The region’s drinking water is drawn from Wyong River and Mangrove, Mooney Mooney and Ourimbah Creeks.
Mangrove Creek Dam
The Coast’s largest dam is 50km north-west of Gosford in a narrow valley on Mangrove Creek. Built between 1978 and 1982, the dam provides 93 percent of the region’s water storage. Mangrove Creek Dam is a large storage dam, not primarily a collection dam. Water can be pumped into the dam from Wyong River via a pipeline between Mangrove Creek Dam and the smaller Mardi Dam.
Located 4km south-west of Wyong, Mardi Dam was built in 1962. Mardi Dam is an off-stream storage facility, meaning it is not fed directly by a stream and must be filled by pumping water from Wyong River and Ourimbah Creek. Water is pumped to Mardi Treatment Plant and then to residents.
Mooney Mooney Dam
Built in 1961, Mooney Mooney Dam is the region’s oldest dam and is 10km north-west of Gosford. Water is pumped to Somersby Treatment Plant and then to residents.
Two key pipelines help to increase our water storage. Work on a third pipeline will begin in early 2020.
Completed in 2012 at the end of the Millennium Drought, this pipeline provides a significant addition to our ability to capture water and recover from future droughts. It links Wyong River and Ourimbah Creek to Mangrove Creek Dam, via Mardi Dam. During times of high river flow, water can be transferred to the large Mangrove Creek Dam for storage, instead of allowing it to flow to the ocean.
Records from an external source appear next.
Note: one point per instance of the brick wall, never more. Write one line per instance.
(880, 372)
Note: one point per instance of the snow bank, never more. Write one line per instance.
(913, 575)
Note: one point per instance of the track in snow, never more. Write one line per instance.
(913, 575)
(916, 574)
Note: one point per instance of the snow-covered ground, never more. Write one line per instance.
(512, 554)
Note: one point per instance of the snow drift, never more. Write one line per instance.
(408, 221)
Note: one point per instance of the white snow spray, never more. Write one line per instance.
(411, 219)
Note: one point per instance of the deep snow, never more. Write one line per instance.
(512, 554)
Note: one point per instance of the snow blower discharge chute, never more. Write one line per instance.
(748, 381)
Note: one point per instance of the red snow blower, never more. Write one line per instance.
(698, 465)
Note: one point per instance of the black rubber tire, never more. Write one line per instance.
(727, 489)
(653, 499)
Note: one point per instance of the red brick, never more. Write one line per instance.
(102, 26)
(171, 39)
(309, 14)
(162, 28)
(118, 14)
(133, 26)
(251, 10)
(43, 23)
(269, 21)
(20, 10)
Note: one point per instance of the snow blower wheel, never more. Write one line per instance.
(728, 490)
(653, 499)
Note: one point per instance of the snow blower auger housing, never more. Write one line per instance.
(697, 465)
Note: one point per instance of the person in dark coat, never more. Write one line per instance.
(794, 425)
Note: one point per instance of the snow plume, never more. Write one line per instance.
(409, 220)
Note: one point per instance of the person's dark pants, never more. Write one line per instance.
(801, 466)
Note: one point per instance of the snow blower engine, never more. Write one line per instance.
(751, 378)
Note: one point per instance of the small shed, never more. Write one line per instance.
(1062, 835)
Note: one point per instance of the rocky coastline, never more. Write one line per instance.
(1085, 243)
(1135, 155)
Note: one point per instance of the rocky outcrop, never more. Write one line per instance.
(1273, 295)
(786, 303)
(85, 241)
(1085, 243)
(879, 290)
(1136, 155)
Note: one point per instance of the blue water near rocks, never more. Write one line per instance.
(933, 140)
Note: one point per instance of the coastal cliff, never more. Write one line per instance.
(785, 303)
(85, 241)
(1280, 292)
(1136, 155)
The Mardi-Mangrove Link pipeline includes:
a 2.1km buried water pipeline from Wyong River to Mardi Dam
a 19km buried pipeline from Mardi Dam to the existing Bunning Creek Tunnel at Mangrove Creek Dam, running through Yarramalong Valley
a new pump station at Mardi Dam
a new pump station beside Wyong River
Water can be transported into the system by the Hunter Connection. This two-way pipeline provides additional water during drought or for operational reasons for
both the Central Coast and the Hunter regions.
Mardi to Warnervale Pipeline
Construction will begin in early 2020 on a pipeline to increase the water supply to the rapidly growing Warnervale area. The pipeline will allow further water sharing between the Central Coast and Lower Hunter, improving water resilience for both regions. The pipeline is expected to be completed by 2022.
Other water sources
The water supply is also supplemented by groundwater borefields at Woy Woy and other minor groundwater sources. Other new sources of water include
stormwater harvesting and recycled water.